Profetie tegen Tyrus
26
1 In het elfde jaar, op de eerste van de maand kwam het woord van de HEERE tot mij en het luidde:      2 “Mensenkind, omdat Tyrus over Jeruzalem heeft gezegd: ‘Haha, zij is opengebroken, de poort van de volken is naar mij toe opengegaan. Ik zal met rijkdom gevuld worden nu zij verwoest is!’,      3 daarom, zo zegt mijn Heer, de HEERE: ‘Zie, Ik zal je, Tyrus! Ik zal vele volken tegen je doen optrekken zoals de zee zijn golven opstuwt.      4 Zij zullen de muren van Tyrus verwoesten en haar torens afbreken, en Ik zal het puin van haar afvegen en haar tot een kale rots maken.      5 Zij zal daar midden in de zee liggen om er visnetten over uit te spreiden, want Ik heb het gesproken, zo spreekt mijn Heer, de HEERE, en zij zal tot buit worden voor de volken. 6 Haar dochters die op het veld op het vasteland zijn, zullen door het zwaard gedood worden en zij zullen weten dat Ik de HEERE ben.’ ”   

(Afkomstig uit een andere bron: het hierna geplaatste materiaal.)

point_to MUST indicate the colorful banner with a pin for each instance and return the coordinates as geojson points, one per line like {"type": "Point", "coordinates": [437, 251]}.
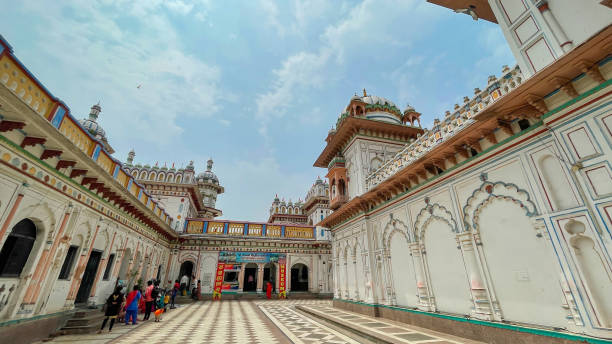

7 “Want zo zegt mijn Heer, de HEERE: ‘Zie, Ik zal Nebukadrezar, de koning van Babel, de koning der koningen, uit het noorden naar Tyrus brengen, met paarden, wagens, ruiters en met een grote menigte manschappen.      8 Hij zal je dochters op het veld met het zwaard doden, hij zal schansen tegen je opstellen, een dam tegen je opwerpen en een dak gemaakt van grote schilden, tegen je opstellen.      9 Hij zal zijn stormrammen tegen je muren plaatsen en je torens met zijn zwaarden neerhouwen.    10 Het stof van de menigte van zijn paarden zal je bedekken, je muren zullen beven vanwege het razen van de ruiters, het ratelen van de wielen en het denderen van de wagens, wanneer hij door je poorten binnenkomt, zoals men een opengebroken stad binnentrekt.    11 Met de hoeven van zijn paarden zal hij al je straten vertrappen, je volk zal hij met het zwaard doden en je machtige gewijde zuilen zullen ter aarde neerstorten.      12 Zij zullen je rijkdom roven, je handelswaren buitmaken, je muren afbreken en je huizen neerhalen, waar je zo op gesteld bent. Je stenen, je houten balken en je puin zullen zij in het water werpen.    13 Zo zal Ik het rumoer van je liederen doen ophouden en de klank van je lieren zal niet meer gehoord worden.      14 Ik zal een kale rots van je maken om er de visnetten over uit te spreiden. Je zult niet meer herbouwd worden, want Ik, de HEERE, heb het gesproken!, zo spreekt mijn Heer, de HEERE.’ ”   
 
15 “Zo zegt mijn Heer, de HEERE tegen het eiland Tyrus: ‘Zullen de eilanden niet beven bij het geluid van je val, bij het gekerm van de dodelijk gewonden, bij de moorddadige slachting in je midden?    16 Alle vorsten van de zee zullen van hun zetels afdalen en hun mantels afleggen en hun kleurrijke, geborduurde kleren uittrekken. Als gehuld in een kleed van rillingen van angst zullen zij op de grond neerzitten, onophouidelijk beven en ontzet over je zijn.      17 Zij zullen een klaaglied over je aanheffen en tegen je zeggen:
 
Hoe kan het dat jij zo verwoest bent,
jij, die bewoond werd door mensen
uit de zeeën,
jij, veelgeprezen stad,
jij, die daar zo sterk in de zee lag,
jij Tyrus en haar inwoners,
jij, die allen die in haar woonden,
voor elkaar ontzag inboezemde!       
18 Nu zullen de eilanden sidderen
op de dag van je val,
ja, de eilanden die in de zee liggen,
zullen ontzet zijn over je ondergang.’ ”
 
19 “Want zo zegt mijn Heer, de HEERE: ‘Wanneer Ik een verwoeste stad van je ga maken, net als alle andere onbewoonde steden, wanneer Ik de bruisende wateren over je heen zal doen stromen en de watermassa’s je zullen bedekken,    20 dan zal Ik je doen neerdalen bij hen die in de grafkuil zijn neergedaald, bij het volk uit de voortijd. Ik zal je neerleggen in de diepten van de aarde, in de ruïnes van de voortijd, bij hen die in de grafkuil zijn neergedaald, zodat je nooit meer bewoond zult worden. In het land van de levenden zal Ik echter glorie brengen.    21 Tot een schrikbeeld zal Ik je maken en je zult er niet meer zijn. Je zult gezocht worden en tot in eeuwigheid niet meer gevonden worden!’, zo spreekt mijn Heer, de HEERE.”